Si diresse dove gli indicammo, risalì la South West 80th Street verso la Old Cutler Road e proseguì verso sud. Non c’era praticamente traffico, non a quell’ora di notte; svoltammo in una zona nuova che era stata edificata sul lato più lontano di Snapper Creek. I lavori erano stati interrotti perché il proprietario era stato arrestato per riciclaggio di denaro sporco, dunque nessuno ci avrebbe disturbato.

Conducemmo MacGregor attraverso un gabbiotto in costruzione, intorno a una rotonda, quindi a est verso il mare. Ci fermammo accanto a una piccola roulotte, sede degli uffici temporanei del cantiere, ora meta di teenager amanti del brivido o di gente come me, che cercava semplicemente un po’ di privacy.

Ci sedemmo un istante a contemplare il panorama: luna riflessa sull’acqua con pedofilo al guinzaglio in primo piano. Davvero impagabile.

Uscii trascinandomi dietro MacGregor, lo strattonai così forte che cadde in ginocchio, mentre tentava di afferrare il filo da pesca che gli stringeva il collo. Per un attimo lo vidi soffocare e strisciare nella polvere, la faccia di nuovo scura e gli occhi iniettati di rosso. Allora lo presi per i piedi e lo tirai su per i tre gradini in legno, fin dentro alla roulotte.

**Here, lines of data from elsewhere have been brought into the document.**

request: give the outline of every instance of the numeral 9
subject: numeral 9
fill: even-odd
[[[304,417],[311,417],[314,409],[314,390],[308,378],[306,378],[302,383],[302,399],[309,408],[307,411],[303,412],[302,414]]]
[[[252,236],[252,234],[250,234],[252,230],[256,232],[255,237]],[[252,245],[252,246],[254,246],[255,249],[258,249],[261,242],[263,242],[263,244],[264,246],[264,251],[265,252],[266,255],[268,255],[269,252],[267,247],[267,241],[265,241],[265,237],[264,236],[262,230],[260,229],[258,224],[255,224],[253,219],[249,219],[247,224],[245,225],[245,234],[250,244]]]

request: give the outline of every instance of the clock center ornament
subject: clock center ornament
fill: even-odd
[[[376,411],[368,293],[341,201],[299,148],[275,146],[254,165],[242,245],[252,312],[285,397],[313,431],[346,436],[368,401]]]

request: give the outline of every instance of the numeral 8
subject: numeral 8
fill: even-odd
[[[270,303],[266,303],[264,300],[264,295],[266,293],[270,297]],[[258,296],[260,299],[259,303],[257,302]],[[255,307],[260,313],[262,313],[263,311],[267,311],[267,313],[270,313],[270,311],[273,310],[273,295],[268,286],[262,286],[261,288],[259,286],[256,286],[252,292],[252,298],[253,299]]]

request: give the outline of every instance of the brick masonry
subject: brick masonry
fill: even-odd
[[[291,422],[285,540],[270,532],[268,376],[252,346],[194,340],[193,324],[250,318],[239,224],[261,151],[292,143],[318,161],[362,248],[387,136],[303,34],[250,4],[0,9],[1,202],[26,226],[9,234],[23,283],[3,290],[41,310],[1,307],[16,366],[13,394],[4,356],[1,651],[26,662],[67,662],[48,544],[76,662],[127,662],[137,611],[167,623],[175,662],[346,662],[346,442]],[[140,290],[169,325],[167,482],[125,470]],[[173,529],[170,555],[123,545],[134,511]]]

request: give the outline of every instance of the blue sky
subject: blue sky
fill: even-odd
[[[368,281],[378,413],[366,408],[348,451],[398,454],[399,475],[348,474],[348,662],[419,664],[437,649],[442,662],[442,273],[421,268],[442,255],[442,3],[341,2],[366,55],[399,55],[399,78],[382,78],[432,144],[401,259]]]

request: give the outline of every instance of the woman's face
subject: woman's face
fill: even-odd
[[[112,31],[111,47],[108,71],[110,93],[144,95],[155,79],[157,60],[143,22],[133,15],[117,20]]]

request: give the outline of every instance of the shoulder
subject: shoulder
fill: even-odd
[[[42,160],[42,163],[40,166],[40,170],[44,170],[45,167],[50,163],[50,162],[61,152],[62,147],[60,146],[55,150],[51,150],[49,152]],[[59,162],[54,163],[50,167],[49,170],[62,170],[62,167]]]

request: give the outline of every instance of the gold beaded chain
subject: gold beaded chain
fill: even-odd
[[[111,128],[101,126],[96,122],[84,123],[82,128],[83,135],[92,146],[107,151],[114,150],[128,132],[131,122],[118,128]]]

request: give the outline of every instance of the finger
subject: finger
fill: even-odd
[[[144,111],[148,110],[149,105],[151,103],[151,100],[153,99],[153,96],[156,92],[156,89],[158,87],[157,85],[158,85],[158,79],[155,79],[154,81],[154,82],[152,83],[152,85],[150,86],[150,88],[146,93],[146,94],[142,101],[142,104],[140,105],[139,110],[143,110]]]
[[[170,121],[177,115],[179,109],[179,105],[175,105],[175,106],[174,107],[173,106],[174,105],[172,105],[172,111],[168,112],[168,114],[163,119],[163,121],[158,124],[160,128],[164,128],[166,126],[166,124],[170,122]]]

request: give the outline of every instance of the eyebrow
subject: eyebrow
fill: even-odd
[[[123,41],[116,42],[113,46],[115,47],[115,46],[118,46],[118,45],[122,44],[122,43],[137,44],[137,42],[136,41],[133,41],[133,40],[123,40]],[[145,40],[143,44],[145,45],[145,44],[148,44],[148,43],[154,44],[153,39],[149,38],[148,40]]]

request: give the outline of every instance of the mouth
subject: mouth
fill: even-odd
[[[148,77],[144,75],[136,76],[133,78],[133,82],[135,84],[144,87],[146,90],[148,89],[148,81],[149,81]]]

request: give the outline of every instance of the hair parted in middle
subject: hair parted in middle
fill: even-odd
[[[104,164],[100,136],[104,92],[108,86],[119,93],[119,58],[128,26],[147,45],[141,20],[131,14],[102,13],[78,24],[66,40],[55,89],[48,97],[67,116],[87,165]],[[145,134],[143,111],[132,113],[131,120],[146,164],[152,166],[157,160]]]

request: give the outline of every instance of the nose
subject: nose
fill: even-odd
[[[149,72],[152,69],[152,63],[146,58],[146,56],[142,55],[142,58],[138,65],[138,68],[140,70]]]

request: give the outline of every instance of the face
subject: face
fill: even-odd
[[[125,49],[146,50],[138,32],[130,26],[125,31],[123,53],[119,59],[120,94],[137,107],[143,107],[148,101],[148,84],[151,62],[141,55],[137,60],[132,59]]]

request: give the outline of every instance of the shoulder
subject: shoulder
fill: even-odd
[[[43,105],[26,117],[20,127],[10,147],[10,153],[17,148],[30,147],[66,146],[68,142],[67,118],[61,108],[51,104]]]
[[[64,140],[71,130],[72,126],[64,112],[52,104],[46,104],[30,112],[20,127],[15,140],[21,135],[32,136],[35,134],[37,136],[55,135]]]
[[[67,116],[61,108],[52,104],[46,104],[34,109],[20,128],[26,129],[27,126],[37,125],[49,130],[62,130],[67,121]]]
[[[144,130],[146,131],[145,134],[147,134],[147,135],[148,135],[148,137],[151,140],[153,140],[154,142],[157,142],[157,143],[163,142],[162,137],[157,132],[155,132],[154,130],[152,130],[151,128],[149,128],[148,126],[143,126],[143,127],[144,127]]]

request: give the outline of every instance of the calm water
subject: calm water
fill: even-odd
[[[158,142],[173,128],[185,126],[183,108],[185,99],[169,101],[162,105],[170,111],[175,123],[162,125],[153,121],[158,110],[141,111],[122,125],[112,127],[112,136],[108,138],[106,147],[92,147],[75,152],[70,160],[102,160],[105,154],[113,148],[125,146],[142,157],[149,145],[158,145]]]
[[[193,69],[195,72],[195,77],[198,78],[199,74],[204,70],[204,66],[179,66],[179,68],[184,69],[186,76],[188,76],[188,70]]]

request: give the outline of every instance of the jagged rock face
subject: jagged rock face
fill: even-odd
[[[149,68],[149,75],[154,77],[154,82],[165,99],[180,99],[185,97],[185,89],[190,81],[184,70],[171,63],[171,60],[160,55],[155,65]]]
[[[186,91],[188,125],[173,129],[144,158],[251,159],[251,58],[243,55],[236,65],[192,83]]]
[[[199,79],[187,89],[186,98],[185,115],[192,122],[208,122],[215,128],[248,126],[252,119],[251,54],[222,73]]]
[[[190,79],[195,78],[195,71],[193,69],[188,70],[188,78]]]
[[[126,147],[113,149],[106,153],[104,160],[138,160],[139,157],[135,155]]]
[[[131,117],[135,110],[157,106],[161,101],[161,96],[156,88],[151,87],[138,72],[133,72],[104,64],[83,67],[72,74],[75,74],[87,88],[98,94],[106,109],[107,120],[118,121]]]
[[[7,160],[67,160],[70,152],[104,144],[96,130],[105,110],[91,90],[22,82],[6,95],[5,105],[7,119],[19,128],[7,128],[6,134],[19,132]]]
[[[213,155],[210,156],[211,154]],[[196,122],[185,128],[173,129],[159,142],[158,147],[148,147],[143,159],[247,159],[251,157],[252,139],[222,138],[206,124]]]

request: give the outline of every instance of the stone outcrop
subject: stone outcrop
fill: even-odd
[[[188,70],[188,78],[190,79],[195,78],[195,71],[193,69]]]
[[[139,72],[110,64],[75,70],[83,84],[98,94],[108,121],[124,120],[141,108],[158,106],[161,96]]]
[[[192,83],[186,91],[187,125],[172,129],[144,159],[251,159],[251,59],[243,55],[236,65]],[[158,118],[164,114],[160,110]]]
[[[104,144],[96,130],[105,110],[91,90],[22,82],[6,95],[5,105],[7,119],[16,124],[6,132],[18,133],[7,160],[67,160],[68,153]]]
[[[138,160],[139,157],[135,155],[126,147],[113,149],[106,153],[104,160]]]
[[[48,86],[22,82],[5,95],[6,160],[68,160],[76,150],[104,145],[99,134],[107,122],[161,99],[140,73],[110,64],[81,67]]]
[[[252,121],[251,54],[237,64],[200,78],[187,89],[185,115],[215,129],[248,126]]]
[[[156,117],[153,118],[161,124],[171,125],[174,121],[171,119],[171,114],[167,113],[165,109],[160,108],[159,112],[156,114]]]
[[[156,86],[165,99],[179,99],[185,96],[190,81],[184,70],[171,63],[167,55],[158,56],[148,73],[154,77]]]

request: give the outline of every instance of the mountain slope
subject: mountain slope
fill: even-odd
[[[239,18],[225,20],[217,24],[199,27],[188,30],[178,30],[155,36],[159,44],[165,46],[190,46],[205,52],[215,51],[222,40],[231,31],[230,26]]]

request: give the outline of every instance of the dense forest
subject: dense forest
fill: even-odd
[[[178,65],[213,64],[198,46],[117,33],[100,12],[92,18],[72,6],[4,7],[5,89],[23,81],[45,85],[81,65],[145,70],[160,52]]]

Prima che potesse rendersi conto di che cosa gli stava capitando, l’avevo legato a un tavolo, bloccandogli mani e piedi con il nastro adesivo.

MacGregor tentò di parlare, ma riuscì soltanto a tossire.

Aspettai. Non c’era fretta.

«Per favore», implorò infine, con una voce stridente come un gesso sulla lavagna, «ti darò tutto quello che vuoi.»

«Sì, certo», rispondemmo. Notai come l’effetto delle nostre parole lo mortificasse e, anche se non poteva vedere sotto la mia maschera di seta bianca, sorridemmo.

Tirai fuori le foto che avevo preso sulla barca e gliele mostrai.

Lui si immobilizzò, incredulo. «Quelle dove le hai trovate?» disse, con un fare piuttosto petulante per essere uno che presto sarebbe finito a pezzettini.

«Dimmi chi ha scattato queste fotografie.»

«Perché dovrei?»

Presi un paio di cesoie e gli tranciai via le prime due dita della mano sinistra. MacGregor cominciò a dimenarsi e a urlare. Schizzò fuori un fiotto di sangue: tutte le volte che succede mi arrabbio. Così gli ficcai una pallina da tennis in bocca e gli tagliai anche le prime due dita della mano destra. «Per nessun motivo in particolare», risposi e attesi che si calmasse un po’.

Quando lo fece, mi lanciò un’occhiata, sul volto la consapevolezza che raggiungi quando non pensi più al dolore, ma sai che le conseguenze saranno irreversibili. Gli tolsi la pallina da tennis dalla bocca.

«Chi ha scattato quelle fotografie?»

Lui sorrise. «Spero che uno di loro fosse tuo figlio», dichiarò, rendendo i novanta minuti che seguirono ancora più appaganti.